“Maaf, saya menyela”, ujar Pangeran Ngabehi. “Kedua anak angkat saya, A Kwok dan A Jie melaporkan bahwa rekan-rekannya orang Tionghoa penarik cukai gerbang tol sangat mengkhawatirkan kebencian rakyat.”
“Mengapa begitu Paman? Bukankah pajak gerbang tol selama ini sudah berjalan?”
“Tapi beberapa tahun ini, mereka mendapat perintah tambahan dari Ki Patih untuk memungut cukai atas gerobak, kuda beban, pikulan, bahkan gendongan, Anakmas…”
“Apa?”
“Iya benar, Kanjeng Pangeran”, tabik Siauw Cen Kwok. “Bahkan menurut laporan, lewat dengan menggendong bayi juga ada cukainya!”
“Lintah bangkai kamu Danureja!”
“Ampun, Kanjeng Pangeran… Akan saya jelaskan…”
Terlambat. Ketika kata-kata itu menggantung di udara, dengan langkah amat cepat Dipanegara telah menuju ke arahnya. Setapak sebelum menabrak Danureja yang duduk bersila sambil menyembah, Sang Pangeran berhenti lalu mengangkat kaki kiri. Dilepasnya selop yang dia kenakan, lalu dengan wajah menyala, Sang Wali Sultan memukulkan selop itu ke pipi kiri Pepatih Dalem. Hantaman itu keras sekali, sampai sang Rijksbestierder terjerembab ke kanan dan blangkonnya terlempar lepas.
Hadirin menahan nafas ketika Danureja mengaduh terpekik.
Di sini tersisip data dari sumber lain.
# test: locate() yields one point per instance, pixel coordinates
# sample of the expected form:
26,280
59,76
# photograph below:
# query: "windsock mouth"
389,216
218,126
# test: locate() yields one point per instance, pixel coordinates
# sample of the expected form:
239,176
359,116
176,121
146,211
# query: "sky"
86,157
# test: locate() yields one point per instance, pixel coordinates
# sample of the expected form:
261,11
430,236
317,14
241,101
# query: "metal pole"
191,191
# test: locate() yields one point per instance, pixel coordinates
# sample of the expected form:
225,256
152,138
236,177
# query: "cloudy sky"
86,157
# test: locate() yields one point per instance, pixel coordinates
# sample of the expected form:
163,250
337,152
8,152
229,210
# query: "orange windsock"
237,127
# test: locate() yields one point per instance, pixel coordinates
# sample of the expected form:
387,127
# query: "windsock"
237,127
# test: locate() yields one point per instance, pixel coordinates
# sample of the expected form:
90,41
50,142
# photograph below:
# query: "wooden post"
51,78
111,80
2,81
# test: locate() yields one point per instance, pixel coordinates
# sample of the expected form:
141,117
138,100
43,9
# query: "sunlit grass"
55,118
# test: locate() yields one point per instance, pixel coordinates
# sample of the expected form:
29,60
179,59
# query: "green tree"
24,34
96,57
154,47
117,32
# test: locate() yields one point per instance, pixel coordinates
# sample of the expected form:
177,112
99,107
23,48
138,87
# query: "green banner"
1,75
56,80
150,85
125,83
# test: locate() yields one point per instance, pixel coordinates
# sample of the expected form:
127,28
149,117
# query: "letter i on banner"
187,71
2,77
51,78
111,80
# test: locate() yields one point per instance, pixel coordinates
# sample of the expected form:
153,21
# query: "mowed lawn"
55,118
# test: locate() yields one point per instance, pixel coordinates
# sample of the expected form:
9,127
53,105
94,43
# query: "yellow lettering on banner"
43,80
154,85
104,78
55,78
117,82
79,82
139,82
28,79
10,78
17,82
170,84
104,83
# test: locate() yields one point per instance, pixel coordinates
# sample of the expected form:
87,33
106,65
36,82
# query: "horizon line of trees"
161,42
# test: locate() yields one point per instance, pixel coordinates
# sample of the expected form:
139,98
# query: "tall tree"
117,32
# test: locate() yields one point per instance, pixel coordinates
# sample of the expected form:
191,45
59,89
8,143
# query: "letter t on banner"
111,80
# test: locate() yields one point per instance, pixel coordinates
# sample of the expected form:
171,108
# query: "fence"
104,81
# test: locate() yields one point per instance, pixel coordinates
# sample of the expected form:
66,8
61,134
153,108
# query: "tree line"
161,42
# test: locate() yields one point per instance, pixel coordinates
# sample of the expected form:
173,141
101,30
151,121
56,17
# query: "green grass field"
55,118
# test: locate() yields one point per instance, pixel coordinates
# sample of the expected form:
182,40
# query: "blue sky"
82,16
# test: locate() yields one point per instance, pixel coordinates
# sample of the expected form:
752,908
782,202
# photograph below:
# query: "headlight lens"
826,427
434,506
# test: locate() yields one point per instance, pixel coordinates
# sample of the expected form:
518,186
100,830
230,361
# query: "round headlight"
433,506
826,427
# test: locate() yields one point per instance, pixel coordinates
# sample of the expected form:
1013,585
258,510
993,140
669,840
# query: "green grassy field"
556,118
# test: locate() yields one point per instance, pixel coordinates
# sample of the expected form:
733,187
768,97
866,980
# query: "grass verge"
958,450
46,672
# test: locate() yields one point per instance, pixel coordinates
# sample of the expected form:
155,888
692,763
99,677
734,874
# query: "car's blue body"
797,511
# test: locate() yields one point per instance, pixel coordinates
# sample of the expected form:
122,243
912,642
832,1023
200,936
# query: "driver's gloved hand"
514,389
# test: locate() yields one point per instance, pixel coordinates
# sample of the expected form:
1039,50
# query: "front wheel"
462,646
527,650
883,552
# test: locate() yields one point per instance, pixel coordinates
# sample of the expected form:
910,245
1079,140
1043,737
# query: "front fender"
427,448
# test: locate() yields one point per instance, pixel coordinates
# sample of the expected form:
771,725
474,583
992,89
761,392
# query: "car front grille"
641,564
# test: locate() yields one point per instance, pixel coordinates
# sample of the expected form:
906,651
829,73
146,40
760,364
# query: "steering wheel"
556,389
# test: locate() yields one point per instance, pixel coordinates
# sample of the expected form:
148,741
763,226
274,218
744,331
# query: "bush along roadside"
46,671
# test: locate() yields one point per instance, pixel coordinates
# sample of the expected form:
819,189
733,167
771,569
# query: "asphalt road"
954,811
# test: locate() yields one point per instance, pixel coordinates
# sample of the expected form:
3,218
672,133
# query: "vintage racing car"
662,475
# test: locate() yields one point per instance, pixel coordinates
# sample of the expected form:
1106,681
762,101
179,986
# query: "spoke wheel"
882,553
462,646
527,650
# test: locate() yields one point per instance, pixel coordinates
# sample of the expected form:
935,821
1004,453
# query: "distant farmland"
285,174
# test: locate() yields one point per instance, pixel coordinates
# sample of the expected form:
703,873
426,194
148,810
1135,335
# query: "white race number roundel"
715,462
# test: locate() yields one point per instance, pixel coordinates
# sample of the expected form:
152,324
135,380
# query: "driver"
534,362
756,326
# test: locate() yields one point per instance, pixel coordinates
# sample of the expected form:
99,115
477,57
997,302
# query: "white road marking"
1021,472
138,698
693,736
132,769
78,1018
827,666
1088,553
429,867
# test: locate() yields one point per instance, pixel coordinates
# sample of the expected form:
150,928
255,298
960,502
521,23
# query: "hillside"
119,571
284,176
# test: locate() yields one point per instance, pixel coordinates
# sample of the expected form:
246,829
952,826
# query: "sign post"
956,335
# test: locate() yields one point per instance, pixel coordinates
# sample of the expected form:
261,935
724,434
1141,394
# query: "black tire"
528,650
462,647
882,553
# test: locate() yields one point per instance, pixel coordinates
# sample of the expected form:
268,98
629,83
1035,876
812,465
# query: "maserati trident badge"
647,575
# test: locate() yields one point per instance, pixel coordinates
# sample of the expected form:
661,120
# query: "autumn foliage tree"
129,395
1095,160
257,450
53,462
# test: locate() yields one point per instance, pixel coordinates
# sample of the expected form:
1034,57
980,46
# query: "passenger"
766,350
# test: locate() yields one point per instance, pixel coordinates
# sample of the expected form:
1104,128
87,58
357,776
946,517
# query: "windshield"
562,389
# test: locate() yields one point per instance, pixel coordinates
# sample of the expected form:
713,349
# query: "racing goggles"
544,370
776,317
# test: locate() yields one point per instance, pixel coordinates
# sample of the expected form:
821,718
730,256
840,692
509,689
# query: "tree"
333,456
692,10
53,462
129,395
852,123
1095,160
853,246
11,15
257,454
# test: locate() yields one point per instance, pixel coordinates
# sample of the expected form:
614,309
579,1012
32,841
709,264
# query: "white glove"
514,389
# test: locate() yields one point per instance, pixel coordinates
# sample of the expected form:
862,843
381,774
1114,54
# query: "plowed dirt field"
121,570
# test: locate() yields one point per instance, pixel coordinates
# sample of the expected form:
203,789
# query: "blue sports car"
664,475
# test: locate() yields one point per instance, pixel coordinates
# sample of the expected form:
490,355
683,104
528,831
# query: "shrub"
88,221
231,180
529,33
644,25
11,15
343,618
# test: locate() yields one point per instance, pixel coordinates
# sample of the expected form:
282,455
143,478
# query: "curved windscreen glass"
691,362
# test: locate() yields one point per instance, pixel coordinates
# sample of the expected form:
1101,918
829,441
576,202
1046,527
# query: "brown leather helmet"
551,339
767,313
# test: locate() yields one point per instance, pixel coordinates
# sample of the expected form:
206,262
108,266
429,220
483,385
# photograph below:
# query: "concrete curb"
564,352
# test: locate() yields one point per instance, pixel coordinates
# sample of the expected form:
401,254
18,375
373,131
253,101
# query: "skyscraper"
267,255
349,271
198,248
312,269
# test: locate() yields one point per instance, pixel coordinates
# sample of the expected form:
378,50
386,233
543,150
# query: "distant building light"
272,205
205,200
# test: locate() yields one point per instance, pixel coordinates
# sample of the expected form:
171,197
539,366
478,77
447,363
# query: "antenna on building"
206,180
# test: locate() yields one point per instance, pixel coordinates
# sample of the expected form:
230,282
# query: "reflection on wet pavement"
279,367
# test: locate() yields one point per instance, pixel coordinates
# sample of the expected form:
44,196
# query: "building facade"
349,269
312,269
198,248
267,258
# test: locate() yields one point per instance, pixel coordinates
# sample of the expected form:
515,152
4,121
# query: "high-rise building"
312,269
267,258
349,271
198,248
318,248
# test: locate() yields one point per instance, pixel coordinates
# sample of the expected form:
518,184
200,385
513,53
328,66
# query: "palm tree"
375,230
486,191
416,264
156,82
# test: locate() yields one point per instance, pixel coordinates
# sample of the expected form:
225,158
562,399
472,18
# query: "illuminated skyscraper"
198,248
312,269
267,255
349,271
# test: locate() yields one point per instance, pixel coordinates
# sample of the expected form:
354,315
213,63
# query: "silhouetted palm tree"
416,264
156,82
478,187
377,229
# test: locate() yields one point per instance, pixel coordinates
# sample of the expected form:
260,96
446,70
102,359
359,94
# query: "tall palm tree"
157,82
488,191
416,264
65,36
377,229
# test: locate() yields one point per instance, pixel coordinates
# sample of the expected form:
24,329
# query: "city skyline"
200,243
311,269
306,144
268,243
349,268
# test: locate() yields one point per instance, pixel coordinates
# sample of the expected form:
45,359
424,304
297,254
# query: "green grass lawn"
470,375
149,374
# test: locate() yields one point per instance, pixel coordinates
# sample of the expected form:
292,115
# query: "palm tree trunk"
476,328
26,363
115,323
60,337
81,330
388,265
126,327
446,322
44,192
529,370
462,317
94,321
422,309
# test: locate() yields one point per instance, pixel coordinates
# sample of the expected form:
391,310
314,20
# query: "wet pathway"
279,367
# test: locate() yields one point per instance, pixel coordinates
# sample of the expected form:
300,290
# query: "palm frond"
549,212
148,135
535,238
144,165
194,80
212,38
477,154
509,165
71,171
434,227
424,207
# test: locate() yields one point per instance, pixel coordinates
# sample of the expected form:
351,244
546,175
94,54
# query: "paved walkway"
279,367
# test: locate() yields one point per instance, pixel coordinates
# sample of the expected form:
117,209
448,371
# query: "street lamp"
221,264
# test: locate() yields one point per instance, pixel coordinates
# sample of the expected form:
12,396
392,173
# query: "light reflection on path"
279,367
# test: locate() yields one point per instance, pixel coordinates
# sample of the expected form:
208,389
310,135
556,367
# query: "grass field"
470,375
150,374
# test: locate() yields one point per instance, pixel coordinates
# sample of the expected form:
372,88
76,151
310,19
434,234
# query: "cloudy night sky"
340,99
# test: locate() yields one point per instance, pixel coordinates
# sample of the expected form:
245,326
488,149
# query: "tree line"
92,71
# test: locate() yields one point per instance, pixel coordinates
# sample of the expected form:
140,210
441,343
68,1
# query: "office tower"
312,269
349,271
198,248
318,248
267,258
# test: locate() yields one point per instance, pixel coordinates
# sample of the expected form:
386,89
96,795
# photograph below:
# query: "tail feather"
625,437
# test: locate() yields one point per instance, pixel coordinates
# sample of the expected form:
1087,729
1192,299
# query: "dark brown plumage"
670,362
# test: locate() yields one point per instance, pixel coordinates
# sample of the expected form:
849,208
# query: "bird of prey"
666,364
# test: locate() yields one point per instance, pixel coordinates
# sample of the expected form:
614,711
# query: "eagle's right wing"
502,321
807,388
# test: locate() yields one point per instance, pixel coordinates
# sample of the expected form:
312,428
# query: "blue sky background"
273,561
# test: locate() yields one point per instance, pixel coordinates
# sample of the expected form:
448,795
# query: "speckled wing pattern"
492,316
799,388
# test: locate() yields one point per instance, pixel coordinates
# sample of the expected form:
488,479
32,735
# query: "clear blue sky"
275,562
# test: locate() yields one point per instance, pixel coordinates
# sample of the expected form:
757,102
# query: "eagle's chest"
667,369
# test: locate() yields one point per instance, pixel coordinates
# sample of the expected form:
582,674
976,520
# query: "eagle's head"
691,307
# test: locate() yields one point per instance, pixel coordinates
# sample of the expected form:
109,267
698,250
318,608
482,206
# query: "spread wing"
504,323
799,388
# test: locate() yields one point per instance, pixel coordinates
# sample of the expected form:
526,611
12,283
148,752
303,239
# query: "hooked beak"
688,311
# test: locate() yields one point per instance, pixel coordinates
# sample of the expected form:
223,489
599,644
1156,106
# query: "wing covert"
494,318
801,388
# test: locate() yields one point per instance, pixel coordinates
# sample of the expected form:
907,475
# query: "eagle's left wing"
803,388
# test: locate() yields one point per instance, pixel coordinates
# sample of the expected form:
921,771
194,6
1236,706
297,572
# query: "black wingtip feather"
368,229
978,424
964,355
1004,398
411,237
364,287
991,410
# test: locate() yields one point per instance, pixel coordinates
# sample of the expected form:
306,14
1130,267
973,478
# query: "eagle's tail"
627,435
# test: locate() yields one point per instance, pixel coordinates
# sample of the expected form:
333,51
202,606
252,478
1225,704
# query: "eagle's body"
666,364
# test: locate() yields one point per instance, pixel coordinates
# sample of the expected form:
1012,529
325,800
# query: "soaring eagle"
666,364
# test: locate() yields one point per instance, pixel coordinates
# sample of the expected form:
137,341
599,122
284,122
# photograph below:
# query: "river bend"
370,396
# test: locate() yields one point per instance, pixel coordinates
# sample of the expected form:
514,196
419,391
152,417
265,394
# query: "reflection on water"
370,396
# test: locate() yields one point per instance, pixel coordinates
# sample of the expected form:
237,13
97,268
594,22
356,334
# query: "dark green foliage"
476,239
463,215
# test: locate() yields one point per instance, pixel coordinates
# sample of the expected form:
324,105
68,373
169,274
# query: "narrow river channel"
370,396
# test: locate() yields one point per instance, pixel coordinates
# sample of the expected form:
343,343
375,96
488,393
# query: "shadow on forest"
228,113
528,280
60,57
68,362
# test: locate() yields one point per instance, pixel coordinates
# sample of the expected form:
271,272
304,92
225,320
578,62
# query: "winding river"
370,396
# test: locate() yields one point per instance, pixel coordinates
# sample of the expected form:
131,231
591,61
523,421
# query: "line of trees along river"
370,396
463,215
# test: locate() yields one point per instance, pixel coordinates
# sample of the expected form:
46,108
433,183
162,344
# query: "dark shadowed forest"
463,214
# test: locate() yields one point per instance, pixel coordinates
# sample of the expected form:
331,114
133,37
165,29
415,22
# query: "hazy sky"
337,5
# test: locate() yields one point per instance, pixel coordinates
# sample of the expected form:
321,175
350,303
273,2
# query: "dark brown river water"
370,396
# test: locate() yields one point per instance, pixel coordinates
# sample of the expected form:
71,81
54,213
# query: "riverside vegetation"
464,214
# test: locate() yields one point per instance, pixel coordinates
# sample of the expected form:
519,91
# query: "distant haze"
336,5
Dengan gemetar dia ingsutkan tubuhnya ke arah kaki Dipanegara lalu menyembah dan memeluk betis dengan mohon ampun sembari menahan tangis.
Mayor Tumenggung Wiranegara yang melihat sang atasan menyungkur segera hendak menolongnya. Tapi ketika berlalu di depan Sang Pangeran dalam langkah dodok dia merasa tangannya ditarik dengan kekuatan luar biasa hingga tubuhnya terpuntir ke hadapan wajah murka Dipanegara.
“Dan kamu Mukidin! Pria laknat kesayangan Kanjeng Ratu heh? Mau ikut mendukung perampok rakyat si Danureja, iya? Belum pernah sarapan tumitku, kamu!”
Sebuah tendangan telapak kanan beserta selopnya menghajar dada Wiranegara. Komandan pasukan Bhayangkara Keraton itu mengaduh kesakitan dan menelungkup di dekat Patih Danureja yang masih menyembah-nyembah sambil bercucuran airmata.